It’s open and I’ve counted teeth. Lets do a bit of calculating before continuing on. Count six pairs of gears. From left to right they are: input to layshaft gear set, 3rd, 2nd, 1st, reverse, and fifth. Note that there is no fourth gear. The fourth gear selector, far left, simply locks the input shaft to the output shaft for a 1:1 ratio. IE, remove the layshaft (bottom) and you can still activate fourth gear.
On to the Math.
- INPUT/LAYSHAFT Ratio = 1.43:1. (Input shaft spins 1.43 times for every rotation of the Layshaft)
- 1st Gear Ratio = 2.50:1 (Layshaft spins 2.5 times for every rotation of output shaft)
- 2nd Gear Ratio = 1.41:1
- 3rd Gear Ratio = 0.96:1
- 5th Gear Ratio = 0.63:1
Multiply all this together and you get the stock T50 ratios of: 3.587, 2.022, 1.384, 1 and 0.861. Now the next question is… if you have an unlimited supply of stock T50 gears, and any layshaft gear can go in any position on the layshaft, and any mainshaft gear can go in any position on the mainshaft, then what ratios are possible??
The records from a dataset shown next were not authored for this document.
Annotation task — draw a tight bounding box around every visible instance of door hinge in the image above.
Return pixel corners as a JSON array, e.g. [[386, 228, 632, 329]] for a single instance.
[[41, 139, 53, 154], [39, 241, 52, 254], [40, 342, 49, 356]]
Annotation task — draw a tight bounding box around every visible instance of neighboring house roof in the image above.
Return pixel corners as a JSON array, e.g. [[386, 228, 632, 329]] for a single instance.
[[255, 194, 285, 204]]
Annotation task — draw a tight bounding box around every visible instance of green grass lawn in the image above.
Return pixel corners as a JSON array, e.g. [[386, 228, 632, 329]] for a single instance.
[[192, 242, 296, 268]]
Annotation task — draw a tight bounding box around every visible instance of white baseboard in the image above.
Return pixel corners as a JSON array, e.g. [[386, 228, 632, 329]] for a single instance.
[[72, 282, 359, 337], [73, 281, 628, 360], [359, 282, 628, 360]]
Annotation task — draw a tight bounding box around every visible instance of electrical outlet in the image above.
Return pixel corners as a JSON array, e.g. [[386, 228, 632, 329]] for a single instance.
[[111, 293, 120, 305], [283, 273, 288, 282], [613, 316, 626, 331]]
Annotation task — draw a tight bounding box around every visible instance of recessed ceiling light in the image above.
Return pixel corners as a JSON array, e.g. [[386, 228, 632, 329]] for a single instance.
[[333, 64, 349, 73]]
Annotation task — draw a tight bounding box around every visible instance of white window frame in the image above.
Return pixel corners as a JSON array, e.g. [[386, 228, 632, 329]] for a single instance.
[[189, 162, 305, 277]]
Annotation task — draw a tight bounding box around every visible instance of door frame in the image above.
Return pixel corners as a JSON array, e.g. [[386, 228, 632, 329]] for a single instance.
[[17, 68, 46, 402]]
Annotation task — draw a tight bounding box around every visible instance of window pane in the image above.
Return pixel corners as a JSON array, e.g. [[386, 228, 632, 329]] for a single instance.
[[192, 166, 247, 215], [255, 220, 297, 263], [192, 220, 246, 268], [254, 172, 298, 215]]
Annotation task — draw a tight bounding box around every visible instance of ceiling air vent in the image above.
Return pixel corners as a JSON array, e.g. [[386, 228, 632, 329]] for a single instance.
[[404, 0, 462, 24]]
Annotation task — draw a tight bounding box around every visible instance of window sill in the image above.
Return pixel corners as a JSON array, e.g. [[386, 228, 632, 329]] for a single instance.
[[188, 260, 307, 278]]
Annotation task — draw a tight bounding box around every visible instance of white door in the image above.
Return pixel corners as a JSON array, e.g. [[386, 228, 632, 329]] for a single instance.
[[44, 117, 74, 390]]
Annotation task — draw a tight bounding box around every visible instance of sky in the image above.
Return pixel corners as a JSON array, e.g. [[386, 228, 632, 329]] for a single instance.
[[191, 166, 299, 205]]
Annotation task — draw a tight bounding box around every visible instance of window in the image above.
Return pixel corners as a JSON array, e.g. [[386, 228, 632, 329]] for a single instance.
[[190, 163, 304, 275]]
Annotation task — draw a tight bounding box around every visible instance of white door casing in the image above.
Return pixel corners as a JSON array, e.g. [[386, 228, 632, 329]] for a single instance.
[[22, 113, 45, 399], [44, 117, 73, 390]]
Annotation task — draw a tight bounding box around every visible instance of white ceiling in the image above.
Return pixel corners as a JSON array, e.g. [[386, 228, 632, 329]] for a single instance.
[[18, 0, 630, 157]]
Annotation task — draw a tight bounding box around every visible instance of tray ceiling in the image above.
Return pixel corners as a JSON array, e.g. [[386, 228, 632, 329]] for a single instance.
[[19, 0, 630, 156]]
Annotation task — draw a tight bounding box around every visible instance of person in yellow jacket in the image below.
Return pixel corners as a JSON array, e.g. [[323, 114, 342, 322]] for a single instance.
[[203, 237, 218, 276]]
This is entirely hypothetical of course, because the gears do not just swap places, but some of them certainly could with minor machine work.
BLAM!? Maybe next time.
good reading material. either you miscount the fifth gearing or it’s mathematical roundup, the fifth ratio is a bit off. it should be 0.861 or at least that’s what this brochure dictates
this brochure..
Your right… I miscounted. 21teeth on the mainshaft, not 22. That actually makes a big difference to what is theoretically possible.